Examples of good and bad instructions
Best Practices to Create Job Instructions in Appen’s Data Annotation Platform (ADAP).
In Appen’s Data Annotation Platform (ADAP) Use these tips to provide a strong framework for effective data annotation and data collection job success.
Tips to write a good Overview:
A one to two-sentence job overview that effectively defines the task. This should provide a In Appen’s Data Annotation Platform (ADAP), job instructions are comprised of 4 areas Overview, Steps, Rules/Tips, and Examples.
- High-level overview of the job’s end goal.
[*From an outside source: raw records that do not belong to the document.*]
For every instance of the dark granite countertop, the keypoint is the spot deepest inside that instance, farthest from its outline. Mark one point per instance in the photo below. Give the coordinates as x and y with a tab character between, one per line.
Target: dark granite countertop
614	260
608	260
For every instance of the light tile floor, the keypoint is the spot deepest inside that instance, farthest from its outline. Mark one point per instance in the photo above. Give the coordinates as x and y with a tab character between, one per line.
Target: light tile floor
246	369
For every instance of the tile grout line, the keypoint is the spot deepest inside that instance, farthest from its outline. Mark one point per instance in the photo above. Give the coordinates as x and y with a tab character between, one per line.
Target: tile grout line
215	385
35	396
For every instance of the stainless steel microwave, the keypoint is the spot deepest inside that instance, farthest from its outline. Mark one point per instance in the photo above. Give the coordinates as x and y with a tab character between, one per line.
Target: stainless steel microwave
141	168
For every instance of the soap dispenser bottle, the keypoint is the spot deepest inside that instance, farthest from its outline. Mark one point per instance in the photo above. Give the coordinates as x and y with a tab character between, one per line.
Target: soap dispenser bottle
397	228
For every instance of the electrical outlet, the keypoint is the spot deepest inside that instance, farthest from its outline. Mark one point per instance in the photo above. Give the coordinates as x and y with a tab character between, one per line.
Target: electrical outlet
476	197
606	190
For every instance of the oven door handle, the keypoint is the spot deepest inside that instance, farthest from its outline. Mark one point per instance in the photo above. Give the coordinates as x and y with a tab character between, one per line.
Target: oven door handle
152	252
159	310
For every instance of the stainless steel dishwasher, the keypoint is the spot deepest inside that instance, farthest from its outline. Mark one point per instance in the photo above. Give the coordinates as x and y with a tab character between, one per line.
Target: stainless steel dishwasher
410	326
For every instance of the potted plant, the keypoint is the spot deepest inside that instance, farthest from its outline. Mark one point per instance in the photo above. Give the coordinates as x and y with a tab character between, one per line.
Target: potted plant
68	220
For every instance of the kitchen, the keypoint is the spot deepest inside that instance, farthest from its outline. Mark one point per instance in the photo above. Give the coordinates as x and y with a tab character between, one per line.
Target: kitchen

- Consider the demographics, languages and experience of the contributors. ADAP jobs that have had success leverage simplified wording which is scalable and helps the contributors understand the requirements more thoroughly.
Tips to define Steps:
- A task is broken into logical steps, and each step should describe the actions that each contributor should take.
- Do not provide definitions or rules in the step.
- The steps should follow the job design control flow of the job. In other words – the sequence in which a response to an answer will trigger a subsequent or relevant question in the job design
Tips to write Rules and Tips:
- Use this section to clarify areas of potential confusion.
- Make sure you’re using all relevant definitions, context, and resources for this step in the instructions.
- Goal is to answer how the crowd is expected to annotate in the task
Tips to provide Examples:
- Address common cases and edge cases
- Provide 3 or more examples
- Provide examples from the source data to help the contributors fully understand the task
Other Tips:
- Highlight key words and definitions, can also bold and italicise text
- For new jobs, find a relevant template and use the boilerplate instructions as a starting point
- Iterate over the instructions
- Add relevant examples and edge cases that are commonly missed
- Update definitions or add keywords that will help reduce confusion
To achieve high data quality within your data collection job, it’s important that job instructions are detailed, well-written, concise, and use simple vocabulary with references and visuals.
We hope these best practices help you to achieve higher data quality for your AI model.